/hue

Let’s big data. Hue is a Web interface for analyzing data with Apache Hadoop. It supports a file and job browser, Hive, Pig, Impala, Spark, Oozie editors, Solr Search dashboards, HBase, Sqoop2, and more.

Primary LanguagePythonApache License 2.0Apache-2.0

docs/images/hue_logo.png

Welcome to the repository for Hue

Hue is an open source Web interface for analyzing data with Apache Hadoop: gethue.com

docs/images/hue-screen.png

It features:

  • File Browser for accessing HDFS
  • Hive Editor for developing and running Hive queries
  • Search App for querying, exploring, visualizing data and dashboards with Solr
  • Impala App for executing interactive SQL queries
  • Spark Editor and Dashboard
  • Pig Editor for submitting Pig scripts
  • Oozie Editor and Dashboard for submitting and monitoring workflows, coordinators and bundles
  • HBase Browser for visualizing, querying and modifying HBase tables
  • Metastore Browser for accessing Hive metadata and HCatalog
  • Job Browser for accessing MapReduce jobs (MR1/MR2-YARN)
  • Job Designer for creating MapReduce/Streaming/Java jobs
  • A Sqoop 2 Editor and Dashboard
  • A ZooKeeper Browser and Editor
  • A DB Query Editor for MySql, PostGres, Sqlite and Oracle

On top of that, a SDK is available for creating new apps integrated with Hadoop.

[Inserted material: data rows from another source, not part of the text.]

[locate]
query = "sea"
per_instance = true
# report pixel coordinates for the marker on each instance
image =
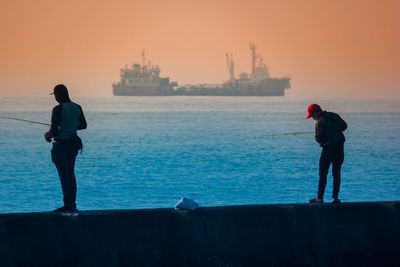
(149, 152)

More user and developer documentation is available at http://gethue.com.

Getting Started

To build and get the development server running:

$ git clone http://github.com/cloudera/hue.git
$ cd hue
$ make apps
$ build/env/bin/hue runserver

Now Hue should be running on http://localhost:8000 !

The configuration in development mode is desktop/conf/pseudo-distributed.ini.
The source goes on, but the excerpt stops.